Oral transmucosal etomidate produces dose-related increases in sedation and clinically significant serum concentrations. Animal studies documented etomidate as highly permeable through the buccal mucosa with rapid onset and offset suggesting that oral transmucosal etomidate might be useful when brief mild to moderate sedation with rapid recovery is desirable.
Oral transmucosal etomidate exhibited linear pharmacokinetics with continuous infusion and the decrease in plasma concentration of etomidate after stopping the infusion was consistent with a three- compartment pharmacokinetic model.
This is what Miller’s anesthesia says about Oral transmucosal etomidate –
Etomidate is an imidazole derivative (R-(+)-pentylethyl-1H-imidazole-5 carboxylate sulfate). Its chemical structure is illustrated in Figure.
With a molecular weight of 342.36 kD, etomidate exists as two isomers, the (+) isomer being the one active as a hypnotic. Etomidate is water insoluble and is unstable in a neutral solution. It has been formulated with several solvents.

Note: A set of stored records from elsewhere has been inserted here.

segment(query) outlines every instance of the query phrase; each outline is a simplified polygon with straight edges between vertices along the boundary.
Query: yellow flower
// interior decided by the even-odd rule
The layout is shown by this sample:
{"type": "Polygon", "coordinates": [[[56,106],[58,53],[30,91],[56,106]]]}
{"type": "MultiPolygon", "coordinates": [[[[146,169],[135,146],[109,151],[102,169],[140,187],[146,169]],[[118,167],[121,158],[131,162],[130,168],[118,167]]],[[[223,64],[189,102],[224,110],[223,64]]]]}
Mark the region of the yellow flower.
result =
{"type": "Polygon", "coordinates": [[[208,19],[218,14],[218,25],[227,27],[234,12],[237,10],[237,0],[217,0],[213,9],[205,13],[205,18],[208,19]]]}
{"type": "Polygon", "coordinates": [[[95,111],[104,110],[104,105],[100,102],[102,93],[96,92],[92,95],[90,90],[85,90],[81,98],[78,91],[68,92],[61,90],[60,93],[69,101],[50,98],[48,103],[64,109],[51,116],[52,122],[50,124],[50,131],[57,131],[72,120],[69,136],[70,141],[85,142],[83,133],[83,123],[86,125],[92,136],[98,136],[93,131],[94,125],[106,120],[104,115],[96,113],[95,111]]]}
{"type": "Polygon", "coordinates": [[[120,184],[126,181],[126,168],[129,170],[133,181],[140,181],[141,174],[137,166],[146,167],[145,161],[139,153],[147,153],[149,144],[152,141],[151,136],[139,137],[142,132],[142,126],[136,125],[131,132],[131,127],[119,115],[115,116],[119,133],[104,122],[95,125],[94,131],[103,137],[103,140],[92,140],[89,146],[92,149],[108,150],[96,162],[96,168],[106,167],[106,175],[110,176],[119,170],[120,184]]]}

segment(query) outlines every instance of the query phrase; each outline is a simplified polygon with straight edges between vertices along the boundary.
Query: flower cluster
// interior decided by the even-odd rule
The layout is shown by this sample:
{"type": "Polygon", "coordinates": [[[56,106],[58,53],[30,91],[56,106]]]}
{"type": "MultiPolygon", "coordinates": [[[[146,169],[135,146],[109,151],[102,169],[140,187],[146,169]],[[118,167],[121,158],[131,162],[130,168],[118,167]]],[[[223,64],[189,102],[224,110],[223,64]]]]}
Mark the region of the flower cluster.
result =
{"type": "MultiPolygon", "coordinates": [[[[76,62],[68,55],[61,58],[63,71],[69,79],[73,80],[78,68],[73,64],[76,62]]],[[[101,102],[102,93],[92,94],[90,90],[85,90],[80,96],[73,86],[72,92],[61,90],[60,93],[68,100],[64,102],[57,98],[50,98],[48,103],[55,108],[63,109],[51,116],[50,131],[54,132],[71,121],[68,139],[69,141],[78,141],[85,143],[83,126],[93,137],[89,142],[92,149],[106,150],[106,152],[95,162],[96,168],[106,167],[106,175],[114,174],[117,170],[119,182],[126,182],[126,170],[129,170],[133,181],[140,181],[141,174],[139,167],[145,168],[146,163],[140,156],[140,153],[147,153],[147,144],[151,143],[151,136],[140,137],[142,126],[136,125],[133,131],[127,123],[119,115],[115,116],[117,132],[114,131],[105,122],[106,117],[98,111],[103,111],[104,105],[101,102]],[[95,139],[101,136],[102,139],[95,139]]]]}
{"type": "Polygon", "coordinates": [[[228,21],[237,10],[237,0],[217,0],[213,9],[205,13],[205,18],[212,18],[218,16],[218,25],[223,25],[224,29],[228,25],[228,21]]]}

In the United States, it is supplied as a 2-mg/mL propylene glycol (35% by volume) solution with a pH of 6.9 and an osmolality of 4640 mOsm/L. In Europe, lipid emulsion has been introduced in an attempt to reduce some of the side effects of etomidate.
In contrast to sodium thiopental, when etomidate is mixed with other commonly used anesthetics, such as neuromuscular blockers, vasoactive drugs, or lidocaine, it does not cause precipitation.